La Turchia circonda Afrin: “Via all’assedio finale”

Minacce ai curdi pure a Manbij: "Usa intervengano o sarà rottura"

ISTANBUL. – La Turchia lancia l’assedio finale ad Afrin. Dopo più di 50 giorni, l’offensiva contro l’enclave curda nel nord della Siria giunge a una fase cruciale. Nelle scorse ore, l’esercito di Ankara e le milizie arabe sue alleate hanno di fatto circondato il centro urbano di Afrin, al termine di un’avanzata lungo diverse direttrici che aveva già portato alla conquista delle colline al confine e di altre località strategiche per lanciare l’assalto.

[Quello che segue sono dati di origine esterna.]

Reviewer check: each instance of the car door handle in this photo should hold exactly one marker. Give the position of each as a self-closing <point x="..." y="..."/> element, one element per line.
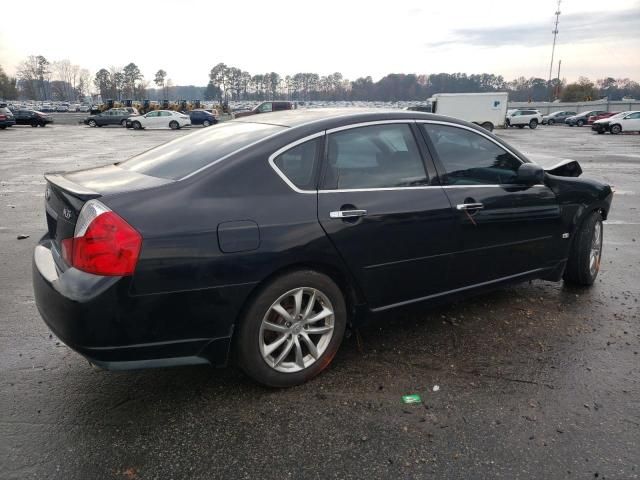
<point x="347" y="213"/>
<point x="469" y="206"/>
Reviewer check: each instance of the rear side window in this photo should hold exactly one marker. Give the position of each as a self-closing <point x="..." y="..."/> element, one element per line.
<point x="468" y="158"/>
<point x="379" y="156"/>
<point x="299" y="164"/>
<point x="185" y="155"/>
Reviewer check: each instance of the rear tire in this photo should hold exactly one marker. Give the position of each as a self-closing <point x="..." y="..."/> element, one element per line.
<point x="583" y="264"/>
<point x="293" y="361"/>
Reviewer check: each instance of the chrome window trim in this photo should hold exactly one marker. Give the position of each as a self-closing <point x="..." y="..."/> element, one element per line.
<point x="426" y="187"/>
<point x="286" y="148"/>
<point x="464" y="127"/>
<point x="408" y="121"/>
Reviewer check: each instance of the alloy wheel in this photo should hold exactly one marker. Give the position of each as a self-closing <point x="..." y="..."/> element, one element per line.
<point x="296" y="330"/>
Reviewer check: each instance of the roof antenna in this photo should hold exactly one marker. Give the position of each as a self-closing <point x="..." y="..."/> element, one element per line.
<point x="553" y="48"/>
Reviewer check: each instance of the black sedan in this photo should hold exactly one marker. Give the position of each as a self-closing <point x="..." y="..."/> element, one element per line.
<point x="265" y="237"/>
<point x="114" y="116"/>
<point x="33" y="118"/>
<point x="202" y="117"/>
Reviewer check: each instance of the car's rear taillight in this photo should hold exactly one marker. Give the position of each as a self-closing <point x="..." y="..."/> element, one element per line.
<point x="103" y="243"/>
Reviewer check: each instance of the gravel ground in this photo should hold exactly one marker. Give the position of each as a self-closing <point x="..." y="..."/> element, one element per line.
<point x="536" y="381"/>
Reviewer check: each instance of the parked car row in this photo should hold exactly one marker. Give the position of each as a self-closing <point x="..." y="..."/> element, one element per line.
<point x="618" y="123"/>
<point x="130" y="117"/>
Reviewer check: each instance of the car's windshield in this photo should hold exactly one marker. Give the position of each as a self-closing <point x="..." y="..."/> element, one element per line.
<point x="183" y="156"/>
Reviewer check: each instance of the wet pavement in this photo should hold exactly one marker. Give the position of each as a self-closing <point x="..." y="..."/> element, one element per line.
<point x="536" y="380"/>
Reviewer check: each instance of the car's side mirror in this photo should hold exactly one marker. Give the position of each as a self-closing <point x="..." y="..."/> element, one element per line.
<point x="530" y="174"/>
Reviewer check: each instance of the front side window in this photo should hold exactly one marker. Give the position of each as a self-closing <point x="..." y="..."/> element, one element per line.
<point x="299" y="164"/>
<point x="468" y="158"/>
<point x="378" y="156"/>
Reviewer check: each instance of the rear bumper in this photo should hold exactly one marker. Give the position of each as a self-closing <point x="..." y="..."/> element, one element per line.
<point x="97" y="317"/>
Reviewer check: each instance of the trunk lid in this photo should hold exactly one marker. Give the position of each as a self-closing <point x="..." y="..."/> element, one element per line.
<point x="66" y="193"/>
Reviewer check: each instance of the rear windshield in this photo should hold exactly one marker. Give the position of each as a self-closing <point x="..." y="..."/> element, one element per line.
<point x="185" y="155"/>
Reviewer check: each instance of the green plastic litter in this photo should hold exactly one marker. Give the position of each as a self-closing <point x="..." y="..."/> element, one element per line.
<point x="415" y="398"/>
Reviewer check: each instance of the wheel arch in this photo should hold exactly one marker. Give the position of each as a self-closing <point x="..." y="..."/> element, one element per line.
<point x="353" y="297"/>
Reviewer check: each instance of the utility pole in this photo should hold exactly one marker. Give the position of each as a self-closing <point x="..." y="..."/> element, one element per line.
<point x="553" y="48"/>
<point x="557" y="89"/>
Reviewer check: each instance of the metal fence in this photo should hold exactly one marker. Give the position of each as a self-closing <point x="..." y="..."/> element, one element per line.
<point x="610" y="106"/>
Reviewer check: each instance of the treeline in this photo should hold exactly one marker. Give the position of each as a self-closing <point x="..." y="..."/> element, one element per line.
<point x="230" y="83"/>
<point x="39" y="79"/>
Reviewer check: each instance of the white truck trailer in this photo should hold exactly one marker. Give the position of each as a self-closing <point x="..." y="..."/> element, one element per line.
<point x="485" y="109"/>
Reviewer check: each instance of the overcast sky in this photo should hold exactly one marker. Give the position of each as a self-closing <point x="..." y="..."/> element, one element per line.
<point x="357" y="38"/>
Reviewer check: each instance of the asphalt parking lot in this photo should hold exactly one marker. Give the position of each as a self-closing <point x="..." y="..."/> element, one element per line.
<point x="535" y="381"/>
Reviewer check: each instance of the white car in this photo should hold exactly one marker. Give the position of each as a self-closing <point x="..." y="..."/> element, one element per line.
<point x="159" y="119"/>
<point x="621" y="122"/>
<point x="523" y="117"/>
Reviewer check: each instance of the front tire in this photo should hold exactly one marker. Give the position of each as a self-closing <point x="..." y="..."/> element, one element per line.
<point x="292" y="329"/>
<point x="583" y="264"/>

L’avanguardia è avanzata soprattutto da sud-est. Intensi bombardamenti d’artiglieria e aerei vengono confermati anche da fonti curde. La città sarebbe ormai stretta d’assedio, con Ankara che rivendica di aver preso il controllo di alcune “aree di importanza critica”.

Migliaia di civili sono in fuga dalla città, attraverso l’unico corridoio percorribile che conduce ai distretti della provincia di Aleppo in mano ai governativi siriani e a milizie sciite filo-iraniane. Per molti, l’evacuazione potrebbe avere come destinazione finale gli altri ‘cantoni’ curdi nel nord-est della Siria. Ma per le decine di migliaia di persone ancora ad Afrin, la situazione umanitaria si sta facendo sempre più drammatica, con rifornimenti idrici ed elettrici a singhiozzo dopo che gli assedianti hanno preso il controllo della principale diga della zona.

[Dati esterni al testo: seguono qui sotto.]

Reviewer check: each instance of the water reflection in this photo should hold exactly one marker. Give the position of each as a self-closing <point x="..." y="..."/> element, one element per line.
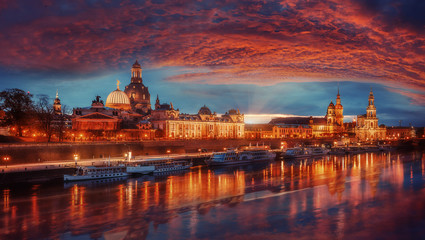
<point x="330" y="197"/>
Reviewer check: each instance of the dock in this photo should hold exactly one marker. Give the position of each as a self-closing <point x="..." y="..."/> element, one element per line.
<point x="54" y="170"/>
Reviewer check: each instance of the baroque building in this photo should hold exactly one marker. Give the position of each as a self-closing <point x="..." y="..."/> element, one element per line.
<point x="57" y="107"/>
<point x="137" y="92"/>
<point x="319" y="127"/>
<point x="127" y="115"/>
<point x="367" y="128"/>
<point x="171" y="124"/>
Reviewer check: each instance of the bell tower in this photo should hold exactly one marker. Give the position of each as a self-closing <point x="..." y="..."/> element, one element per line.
<point x="339" y="109"/>
<point x="137" y="92"/>
<point x="371" y="109"/>
<point x="136" y="73"/>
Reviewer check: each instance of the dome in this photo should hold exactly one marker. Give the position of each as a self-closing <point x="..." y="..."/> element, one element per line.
<point x="204" y="111"/>
<point x="136" y="65"/>
<point x="119" y="100"/>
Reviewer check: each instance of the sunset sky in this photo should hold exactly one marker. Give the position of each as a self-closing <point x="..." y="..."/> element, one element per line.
<point x="263" y="57"/>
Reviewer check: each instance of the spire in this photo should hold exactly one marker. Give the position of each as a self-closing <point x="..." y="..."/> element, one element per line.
<point x="338" y="91"/>
<point x="136" y="64"/>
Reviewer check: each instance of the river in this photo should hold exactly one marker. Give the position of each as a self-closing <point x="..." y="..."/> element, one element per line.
<point x="369" y="195"/>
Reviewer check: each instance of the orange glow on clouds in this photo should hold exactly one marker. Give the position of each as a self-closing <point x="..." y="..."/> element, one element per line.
<point x="228" y="42"/>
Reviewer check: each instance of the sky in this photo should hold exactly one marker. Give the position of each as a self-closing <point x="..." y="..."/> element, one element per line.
<point x="267" y="58"/>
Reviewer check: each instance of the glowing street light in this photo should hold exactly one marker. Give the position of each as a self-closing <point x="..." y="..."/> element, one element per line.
<point x="6" y="159"/>
<point x="75" y="159"/>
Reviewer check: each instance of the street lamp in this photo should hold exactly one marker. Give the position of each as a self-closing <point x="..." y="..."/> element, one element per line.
<point x="75" y="159"/>
<point x="6" y="159"/>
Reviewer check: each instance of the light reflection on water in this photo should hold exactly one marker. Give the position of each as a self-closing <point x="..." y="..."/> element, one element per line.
<point x="366" y="195"/>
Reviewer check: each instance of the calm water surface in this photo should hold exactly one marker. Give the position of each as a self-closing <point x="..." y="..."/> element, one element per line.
<point x="374" y="195"/>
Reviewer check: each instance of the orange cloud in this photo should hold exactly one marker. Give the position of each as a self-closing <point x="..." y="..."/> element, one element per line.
<point x="227" y="42"/>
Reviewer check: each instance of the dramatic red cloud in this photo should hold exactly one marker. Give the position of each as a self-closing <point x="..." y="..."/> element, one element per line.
<point x="228" y="42"/>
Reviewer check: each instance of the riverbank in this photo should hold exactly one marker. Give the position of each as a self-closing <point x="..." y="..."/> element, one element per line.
<point x="42" y="152"/>
<point x="19" y="153"/>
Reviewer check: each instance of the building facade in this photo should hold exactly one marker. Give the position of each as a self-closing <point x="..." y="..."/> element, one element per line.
<point x="137" y="92"/>
<point x="396" y="133"/>
<point x="367" y="128"/>
<point x="292" y="131"/>
<point x="171" y="124"/>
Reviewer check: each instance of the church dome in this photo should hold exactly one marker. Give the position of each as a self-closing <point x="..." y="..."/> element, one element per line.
<point x="118" y="100"/>
<point x="204" y="111"/>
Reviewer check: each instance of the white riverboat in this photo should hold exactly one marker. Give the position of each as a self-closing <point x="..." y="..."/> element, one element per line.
<point x="161" y="165"/>
<point x="94" y="172"/>
<point x="305" y="152"/>
<point x="244" y="156"/>
<point x="140" y="169"/>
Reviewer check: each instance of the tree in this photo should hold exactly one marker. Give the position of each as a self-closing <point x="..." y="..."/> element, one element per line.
<point x="45" y="115"/>
<point x="17" y="105"/>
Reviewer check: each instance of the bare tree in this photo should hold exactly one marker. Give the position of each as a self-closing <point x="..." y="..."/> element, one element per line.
<point x="61" y="122"/>
<point x="17" y="105"/>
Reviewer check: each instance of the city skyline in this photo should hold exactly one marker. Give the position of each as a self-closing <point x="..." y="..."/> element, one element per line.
<point x="263" y="58"/>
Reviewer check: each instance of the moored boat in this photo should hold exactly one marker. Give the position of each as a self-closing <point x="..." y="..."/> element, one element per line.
<point x="305" y="152"/>
<point x="94" y="172"/>
<point x="164" y="164"/>
<point x="245" y="156"/>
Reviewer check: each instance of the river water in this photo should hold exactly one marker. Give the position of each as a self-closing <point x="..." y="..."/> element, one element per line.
<point x="369" y="195"/>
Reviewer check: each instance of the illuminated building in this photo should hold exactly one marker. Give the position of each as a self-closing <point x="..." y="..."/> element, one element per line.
<point x="292" y="131"/>
<point x="171" y="124"/>
<point x="328" y="126"/>
<point x="367" y="128"/>
<point x="118" y="99"/>
<point x="400" y="132"/>
<point x="3" y="130"/>
<point x="123" y="115"/>
<point x="137" y="92"/>
<point x="57" y="107"/>
<point x="258" y="131"/>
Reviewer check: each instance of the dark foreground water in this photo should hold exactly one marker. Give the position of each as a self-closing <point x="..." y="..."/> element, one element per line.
<point x="373" y="196"/>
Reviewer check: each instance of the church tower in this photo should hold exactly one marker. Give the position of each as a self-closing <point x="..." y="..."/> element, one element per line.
<point x="57" y="107"/>
<point x="138" y="93"/>
<point x="157" y="104"/>
<point x="339" y="109"/>
<point x="330" y="114"/>
<point x="371" y="109"/>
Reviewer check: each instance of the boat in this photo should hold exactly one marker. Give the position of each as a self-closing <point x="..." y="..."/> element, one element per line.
<point x="161" y="165"/>
<point x="305" y="152"/>
<point x="317" y="151"/>
<point x="94" y="172"/>
<point x="135" y="169"/>
<point x="244" y="156"/>
<point x="170" y="165"/>
<point x="338" y="151"/>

“Se avessimo preso di mira i civili, sarebbe già caduta”, si difende però il presidente Recep Tayyip Erdogan, secondo cui sono stati finora “neutralizzati” (cioè uccisi, feriti o fatti prigionieri) “3.400 terroristi”. Mentre è in corso l’assedio, Ankara guarda già al resto delle zone curde nel nord della Siria.

L’obiettivo principale è sempre Manbij, a ovest della ‘linea rossa’ del fiume Eufrate. Il ministro degli Esteri turco Mevlut Cavusoglu, in visita a Mosca alla vigilia di un nuovo incontro del terzetto di Astana con Russia e Iran, ha annunciato che una road map è in discussione con gli Usa, che sostengono i curdi e a Manbij schierano le loro forze speciali.

Ankara vorrebbe un controllo congiunto dopo un allontanamento dei curdi, ma dagli Stati Uniti non è giunta alcuna conferma. E dopo la cacciata di Rex Tillerson, che avrebbe dovuto incontrare il capo della diplomazia turca lunedì a Washington, non è escluso un rimescolamento delle carte. Del resto, ha avvisato ancora Cavusoglu, le relazioni con gli Usa sono vicine “al punto di rottura”. E senza un accordo, Ankara si dice pronta a un’altra azione unilaterale.

Intanto, dopo gli oltre mille civili uccisi nell’ultimo mese, proseguono le evacuazioni dalla Ghuta, l’area a est di Damasco assediata dai lealisti. Secondo Mosca, un migliaio tra miliziani e civili dovrebbero lasciare in queste ore la città di Douma, mentre per l’Onu è in corso una “evacuazione di massa” di civili, che a 7 anni dall’inizio della guerra civile restano vittime della tragedia umanitaria. Ancora oggi, denuncia Save the Children, più di 2 milioni continuano a non ricevere aiuti. E la metà sono bambini.